David Belliard, le monsieur anti-voiture de l'hôtel de ville, se fend d'une explication docte : « Le péage urbain est un dispositif adopté par certaines villes mais à Paris, nous avons fait d'autres choix, à savoir une politique de restriction de la part de la voiture globale ». En clair, il y a d'autres moyens d'empêcher le banlieusard de venir camper sous les fenêtres des riches.
L'alibi écologique permet une politique anti-inclusive, par le biais de normes aussi illisibles qu'efficaces, efficaces parce qu'illisibles. L'AFP observe qu'« après avoir interdit les véhicules les plus polluants (ceux qui ne sont pas éligibles à la vignette Crit-air ainsi que les Crit'air 5 en juillet 2019 puis les véhicules Crit'air 4 deux ans plus tard), (...) la métropole a prévu d'étendre cette interdiction de circulation aux 380 000 voitures classées Crit'air 3 ».
Et mieux que le péage urbain, cette zone à faible émission (ZFE) s'étendra à la métropole du Grand Paris (MGP) englobant des communes de la petite couronne. C'est donc un péage urbain king size qui se bâtit de manière indolore et sournoise, par couches successives, ce qui achève de décourager toute opposition.
Le projet d'octroi aux portes de Paris était-il absurde ? Non. L'an dernier, dans son rapport annuel, la Cour des comptes en avait esquissé l'idée pour « faire contribuer les automobilistes franciliens ». Paris n'aurait fait que suivre une tendance qui, de Londres à Milan, transforme les centres-villes en carcasse de luxe. Ce qui, même sans péage, est déjà le cas.

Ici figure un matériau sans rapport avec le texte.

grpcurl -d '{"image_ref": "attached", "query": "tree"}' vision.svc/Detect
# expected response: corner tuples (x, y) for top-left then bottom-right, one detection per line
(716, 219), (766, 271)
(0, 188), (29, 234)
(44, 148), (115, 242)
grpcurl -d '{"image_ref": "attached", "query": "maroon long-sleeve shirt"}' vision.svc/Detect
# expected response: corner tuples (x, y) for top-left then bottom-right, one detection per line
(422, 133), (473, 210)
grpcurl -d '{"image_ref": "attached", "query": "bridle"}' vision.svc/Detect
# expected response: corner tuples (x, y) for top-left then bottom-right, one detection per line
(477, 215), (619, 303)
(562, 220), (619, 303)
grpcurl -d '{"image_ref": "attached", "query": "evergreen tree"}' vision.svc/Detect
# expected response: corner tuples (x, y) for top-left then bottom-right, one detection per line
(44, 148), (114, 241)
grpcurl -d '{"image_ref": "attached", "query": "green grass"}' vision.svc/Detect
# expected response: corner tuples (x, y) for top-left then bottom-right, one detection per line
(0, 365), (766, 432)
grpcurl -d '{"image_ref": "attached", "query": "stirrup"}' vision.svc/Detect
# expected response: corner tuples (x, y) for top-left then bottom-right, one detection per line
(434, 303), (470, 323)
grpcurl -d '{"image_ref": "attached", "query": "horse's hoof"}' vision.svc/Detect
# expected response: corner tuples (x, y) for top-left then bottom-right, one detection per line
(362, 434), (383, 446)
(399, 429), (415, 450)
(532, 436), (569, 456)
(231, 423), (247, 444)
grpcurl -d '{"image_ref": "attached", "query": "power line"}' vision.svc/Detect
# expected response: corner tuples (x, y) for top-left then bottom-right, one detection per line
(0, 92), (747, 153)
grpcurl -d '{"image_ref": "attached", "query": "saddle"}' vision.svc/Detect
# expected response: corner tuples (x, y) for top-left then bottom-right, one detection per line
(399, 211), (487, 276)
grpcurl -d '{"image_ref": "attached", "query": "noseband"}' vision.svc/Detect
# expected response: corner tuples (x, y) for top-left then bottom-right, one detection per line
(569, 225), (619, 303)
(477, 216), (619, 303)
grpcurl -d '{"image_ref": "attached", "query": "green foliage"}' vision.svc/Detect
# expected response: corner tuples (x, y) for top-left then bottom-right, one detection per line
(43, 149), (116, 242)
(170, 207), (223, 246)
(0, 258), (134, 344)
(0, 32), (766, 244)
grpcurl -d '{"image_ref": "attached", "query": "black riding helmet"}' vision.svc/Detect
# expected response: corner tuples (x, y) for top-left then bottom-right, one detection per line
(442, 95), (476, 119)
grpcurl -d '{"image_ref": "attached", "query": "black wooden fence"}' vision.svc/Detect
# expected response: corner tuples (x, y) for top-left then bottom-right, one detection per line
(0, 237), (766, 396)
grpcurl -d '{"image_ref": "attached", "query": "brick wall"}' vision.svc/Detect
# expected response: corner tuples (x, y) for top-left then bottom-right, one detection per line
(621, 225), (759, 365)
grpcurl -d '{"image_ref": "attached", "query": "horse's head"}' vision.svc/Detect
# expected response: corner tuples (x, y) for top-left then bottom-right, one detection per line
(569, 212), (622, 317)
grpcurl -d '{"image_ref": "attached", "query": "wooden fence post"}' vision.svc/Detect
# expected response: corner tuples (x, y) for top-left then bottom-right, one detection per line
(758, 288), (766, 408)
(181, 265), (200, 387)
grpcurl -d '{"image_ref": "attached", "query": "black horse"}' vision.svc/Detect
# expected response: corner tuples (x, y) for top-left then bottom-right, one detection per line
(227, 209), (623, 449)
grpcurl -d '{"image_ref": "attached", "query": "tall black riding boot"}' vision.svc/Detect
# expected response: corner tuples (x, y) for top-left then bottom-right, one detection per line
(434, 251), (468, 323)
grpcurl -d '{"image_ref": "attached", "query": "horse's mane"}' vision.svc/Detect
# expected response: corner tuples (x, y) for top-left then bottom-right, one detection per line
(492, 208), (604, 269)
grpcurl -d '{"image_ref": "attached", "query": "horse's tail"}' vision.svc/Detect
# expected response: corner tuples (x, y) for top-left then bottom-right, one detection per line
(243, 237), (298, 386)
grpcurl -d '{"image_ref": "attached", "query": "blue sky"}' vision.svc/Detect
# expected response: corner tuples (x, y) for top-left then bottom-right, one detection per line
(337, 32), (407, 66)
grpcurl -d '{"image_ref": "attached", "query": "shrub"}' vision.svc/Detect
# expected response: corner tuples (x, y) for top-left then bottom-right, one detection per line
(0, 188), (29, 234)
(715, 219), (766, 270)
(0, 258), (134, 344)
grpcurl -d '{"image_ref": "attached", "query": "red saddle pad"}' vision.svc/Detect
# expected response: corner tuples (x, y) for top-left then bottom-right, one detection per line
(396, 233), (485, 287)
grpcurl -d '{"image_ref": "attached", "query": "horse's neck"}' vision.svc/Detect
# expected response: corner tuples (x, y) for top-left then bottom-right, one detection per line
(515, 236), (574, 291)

Et puisque Paris aime les murs, celui du périphérique se bétonnerait encore : la vitesse maximale autorisée pourrait y être abaissée de 70 à 50 km/h dès fin 2024, avec la mise en place de la voie dédiée au covoiturage et aux transports collectifs. Chaque jour, un million de véhicules use l'asphalte de la voie la plus embouteillée d'Europe. « La consultation en ligne lancée le 17 avril sur la pérennisation d’une file réservée recueille déjà 3 000 réponses environ. Plus de 80% des avis sont plutôt défavorables au projet », indique Le Parisien.
Anne Hidalgo tranchera cet été. Le périphérique fête ce mois-ci ses 50 ans. Nul ne doute qu'il faille faire évoluer son usage. Mais comme le mur des Fermiers généraux, c'est une entreprise socialement risquée.